On the following sequence (and similar ones): $\frac{2}{1},\frac{4}{3},\frac{6}{5},\dots \frac{2n}{2n+1}$, when we want to calculate the limit as $n\to\infty$, one usually divides both the numerator and the denominator by the highest power of the denominator.
Using the epsilon-delta definition, where this idea came from?

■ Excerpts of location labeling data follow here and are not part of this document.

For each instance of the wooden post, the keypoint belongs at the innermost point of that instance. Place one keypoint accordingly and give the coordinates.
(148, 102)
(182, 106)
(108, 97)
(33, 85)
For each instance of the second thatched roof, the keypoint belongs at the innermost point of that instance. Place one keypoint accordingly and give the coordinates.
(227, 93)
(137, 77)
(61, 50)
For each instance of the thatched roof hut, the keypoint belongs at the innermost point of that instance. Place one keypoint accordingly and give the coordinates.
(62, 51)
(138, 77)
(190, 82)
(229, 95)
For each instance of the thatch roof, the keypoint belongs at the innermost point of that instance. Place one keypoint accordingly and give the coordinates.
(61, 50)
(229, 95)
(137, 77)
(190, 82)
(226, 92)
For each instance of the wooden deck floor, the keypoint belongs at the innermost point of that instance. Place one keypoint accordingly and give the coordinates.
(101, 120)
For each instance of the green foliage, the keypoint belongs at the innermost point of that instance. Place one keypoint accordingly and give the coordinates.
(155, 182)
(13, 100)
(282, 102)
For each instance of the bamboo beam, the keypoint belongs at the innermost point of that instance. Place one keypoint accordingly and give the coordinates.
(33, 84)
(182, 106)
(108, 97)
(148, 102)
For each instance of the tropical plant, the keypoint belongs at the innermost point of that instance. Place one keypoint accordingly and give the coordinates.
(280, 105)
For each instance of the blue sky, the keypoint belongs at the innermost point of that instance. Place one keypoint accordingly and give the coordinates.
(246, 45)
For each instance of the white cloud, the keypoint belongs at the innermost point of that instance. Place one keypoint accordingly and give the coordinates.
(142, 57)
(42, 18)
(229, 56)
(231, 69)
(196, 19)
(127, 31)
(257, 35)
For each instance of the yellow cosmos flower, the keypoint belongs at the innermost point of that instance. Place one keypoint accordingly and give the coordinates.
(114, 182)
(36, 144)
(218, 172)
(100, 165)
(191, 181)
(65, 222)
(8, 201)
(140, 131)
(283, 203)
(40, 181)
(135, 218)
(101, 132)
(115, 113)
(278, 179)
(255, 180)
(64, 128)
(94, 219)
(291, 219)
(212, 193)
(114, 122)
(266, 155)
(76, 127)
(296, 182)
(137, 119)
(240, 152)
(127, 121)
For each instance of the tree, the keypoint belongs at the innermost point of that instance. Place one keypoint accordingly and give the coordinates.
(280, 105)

We want to be able to apply the Algebraic Limit Theorem. Specifically, we want to have two sequences $\{x_n\}$ and $\{y_n\}$ such that \begin{align} \lim_{n \to \infty} x_n &= x \\ \lim_{n \to \infty} y_n &= y, \end{align} where $\{y_n\}$ is eventually nonzero and $y \ne 0$, so that we can conclude \begin{align} \lim_{n \to \infty} \frac{x_n}{y_n} &= \frac{x}{y}. \end{align} The problem is that the sequence \begin{align} \frac{2n}{2n+1} \end{align} does not immediately satisfy this condition, since \begin{align} \lim_{n \to \infty} 2n &= \infty \\ \lim_{n \to \infty} 2n + 1 &= \infty. \end{align} However, by dividing both the numerator and the denominator by $2n$ ($n > 0$), we obtain \begin{align} \frac{2n}{2n+1} &= \frac{1}{1+ \frac{1}{2n}}. \end{align} Now, we have \begin{align} \lim_{n \to \infty} 1 &= 1, \\ \lim_{n \to \infty} 1 + \frac{1}{2n} &= \lim_{n \to \infty} 1 + \lim_{n \to \infty} \frac{1}{2n} \\ &= 1 + 0 \\ &= 1. \end{align} Here we use the Algebraic Limit Theorem to establish that $\lim_{n \to \infty} 1 + \frac{1}{2n} = 1$, but in a much more straightforward way. Notice, however, that these two results allow us to conclude that \begin{align} \lim_{n \to \infty} \frac{2n}{2n + 1} &= \lim_{n \to \infty} \frac{1}{1+ \frac{1}{2n}} \\ &= \frac{\lim_{n \to \infty} 1}{\lim_{n \to \infty} 1 + \frac{1}{2n}} \\ &= \frac{1}{1} \\ &= 1, \end{align} as we needed.